Widening the gap: Education department policy discriminates against migrant children

26 Nov 2015 Nick Garbutt    Last updated: 26 Nov 2015

Pamela Yeh

Pamela Yeh has returned to Northern Ireland after eight years abroad to face the nightmare of the school transfer tests …

This weekend, my 11 year old and her friends will celebrate the end of their transfer tests, all four Saturdays worth of them.   For my daughter who has spent the last 8 years living abroad, this year has been her first real experience of education in Northern Ireland and much of it has been dominated by the thought of these tests.

We never considered not doing the tests.  As a relative newcomer to selecting schools in Northern Ireland, my experience is probably similar to many other ethnic minority parents with little cultural baggage or knowledge of the system and curriculum.

We’re not too concerned about Catholic, Controlled, Maintained or Integrated but we do want a “good school” and some “diversity”. Diversity being shorthand for a school where our children won’t stand out or be picked on as the only non-Caucasian children.

In our books, a “good school” is usually one recommended by word of mouth, or one you’ve had the opportunity to visit quickly on an Open Day or one of those featured regularly in ranking lists compiled by the local newspaper.

A quick Google reveals what many parents in NI already know - that grammar schools dominate the league tables of schools ranked by academic results.
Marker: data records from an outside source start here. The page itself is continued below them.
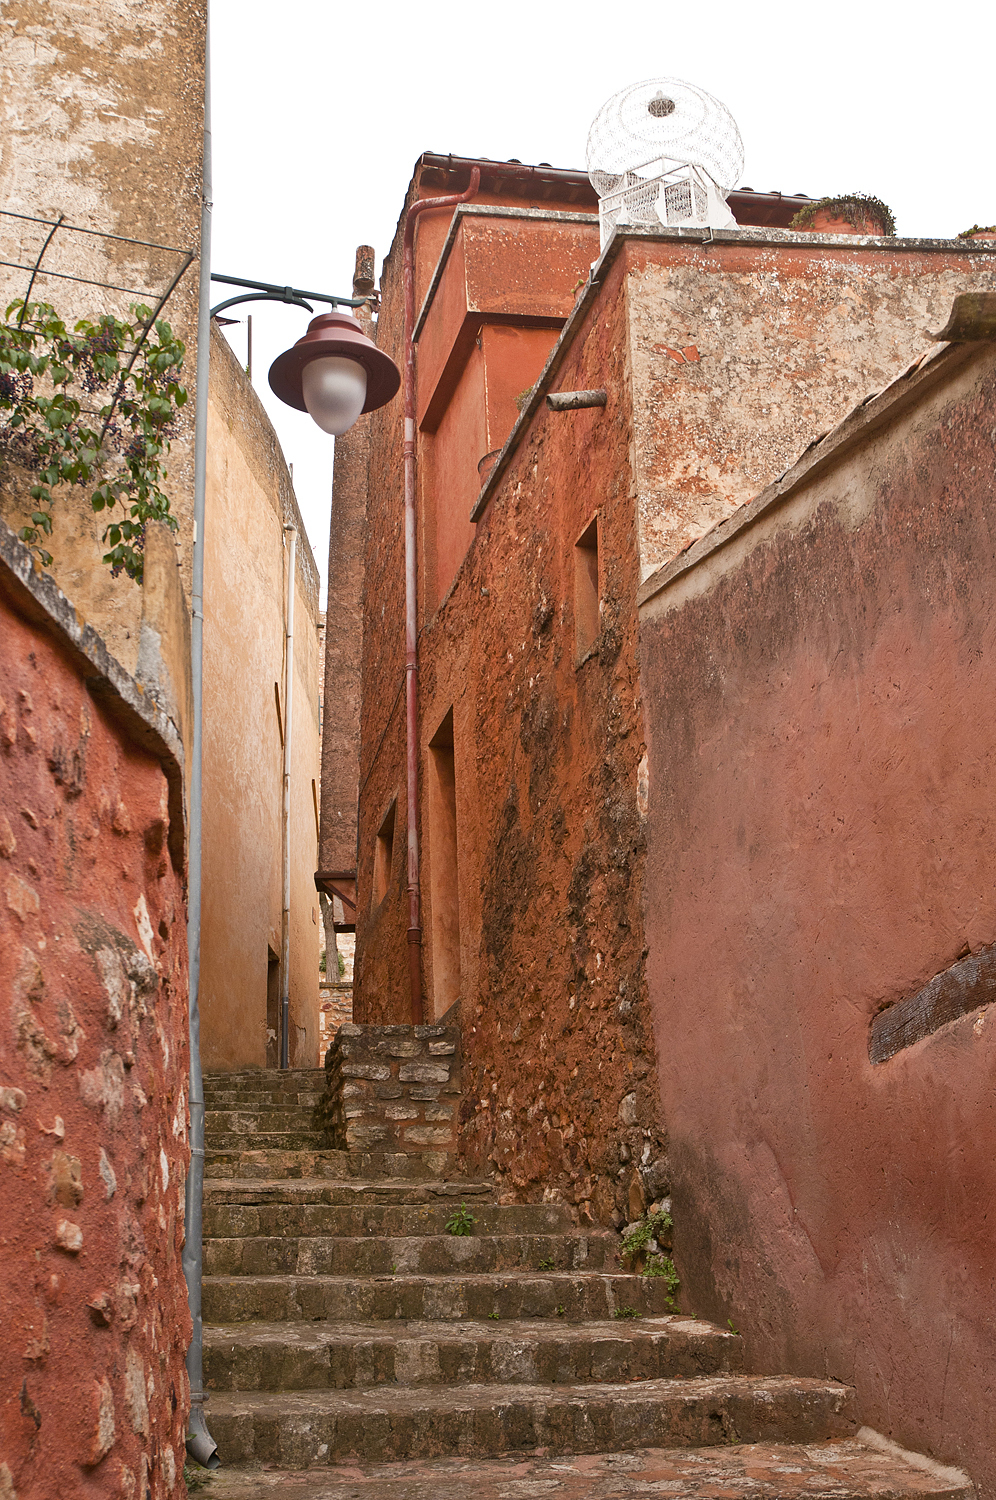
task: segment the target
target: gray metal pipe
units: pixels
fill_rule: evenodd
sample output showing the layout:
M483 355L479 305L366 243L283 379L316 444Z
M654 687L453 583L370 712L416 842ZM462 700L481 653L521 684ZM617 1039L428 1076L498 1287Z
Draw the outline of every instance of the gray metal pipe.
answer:
M294 712L294 584L297 578L297 527L285 526L287 603L284 607L284 774L280 809L280 853L283 898L280 904L280 1066L290 1067L290 811L291 734Z
M551 411L583 411L588 406L604 406L608 393L598 391L556 391L547 396L546 404Z
M187 1350L190 1418L187 1452L205 1469L221 1462L204 1417L204 1327L201 1266L204 1200L204 1081L201 1077L201 746L204 708L204 497L207 489L208 377L211 361L211 56L205 17L204 167L201 188L200 287L197 308L197 399L194 407L194 557L191 587L190 675L194 722L190 743L187 833L187 953L190 972L190 1170L184 1192L183 1275L193 1332Z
And that’s why parents like me choose to put our children through the tests. 

What I’ve quickly come to realise in the last year though is how the Department of Education’s directive that primary schools shouldn’t prepare children for these transfer tests is failing many ethnic minority students.

These are children who are most in need of support from schools to prepare them for the tests.  They come from families less likely to afford expensive private tutoring, a background where English isn’t spoken at home and whose parents are unfamiliar with the curriculum.

It’s ironic that the Department of Education’s directive is creating greater inequalities than ever before and putting an inordinate amount of stress on children who end up sitting multiple tests at weekends in unfamiliar environments.

Recent media reports suggest more parents than ever are enrolling their children for these tests and in the absence of formal support from primary schools, many parents in Northern Ireland are turning to private tutors, paying upwards of £15 to £20 an hour to ensure their children are prepared.  A whole shadow industry in tutoring seems to have sprung up in the time we’ve been away and we were definitely in the minority of parents who had opted not to tutor our daughter.

Inequalities where grammar school entrance is concerned are more pronounced than ever, with admission now heavily biased towards children whose parents can afford tutors or are able to coach them themselves.

The Equality Commission (2008) pointed to concerns about the difficulties faced by children from ethnic minority communities in accessing grammar schools in Northern Ireland.  Without support from schools, few of these children would make the grade for the tests. For some children, this will only serve to perpetuate the cycle of poverty, lack of skills and under-employment which already plagues large sections of some migrant communities in Northern Ireland.

Coming from Asia, I’m struck by how often the debate seems to only centre on selection or non-selection. Perhaps we need to widen that debate to one of raising educational outcomes for all children, regardless of social background.

In 2007, McKinsey released a report called “How the world’s best-performing school systems come out on top” in which it studied 25 school systems around the world including 10 that consistently top global rankings.

One of these is the Singapore model which my elder child briefly attended.  The Singapore model administers selection in the final year of primary school after which pupils are streamed into 3 different types of post-primary schools.

Singapore children have in recent years consistently top global Science and Math rankings. Despite being highly selective, math scores for the most disadvantaged children in Singapore were equal to average scores from countries like the US. 

The McKinsey report suggests this is because Singapore places more emphasis on getting the right people to become teachers, developing them into effective instructors and then ensuring the system is available to deliver the best possible instruction for every child.

In Singapore, only the top 30% of graduates can apply to train to become teachers and crucially, applicants are screened, tested and selected before they enter teacher training, effectively guaranteeing them a job at the end of it.  The converse is true in Northern Ireland where large numbers of students take an undergraduate teaching degree, with no guarantee of employment or a teaching place upon graduation.

Singapore also provides qualified teachers with 100 hours of training a year and appoints senior teachers to oversee professional development in each school.  Finally, to eliminate the gap between highest and lowest achieving students, Singapore levels up its education, offering a differentiated curriculum and learning experience for weaker students. 

The Singapore system isn’t perfect by any means but there just isn’t the same debate about selection at 11 that there is over here. People seem to accept it as part of the system and the policy focus has been less handwringing about selection but more about getting the best to teach and concentrating resources and interventions at the levels where it’s most needed – in schools with the poorest outcomes. 

If the Department of Education here would focus more of our resources on turning around failing schools, it might have a greater chance of convincing parents that grammars aren’t the only pathway to success.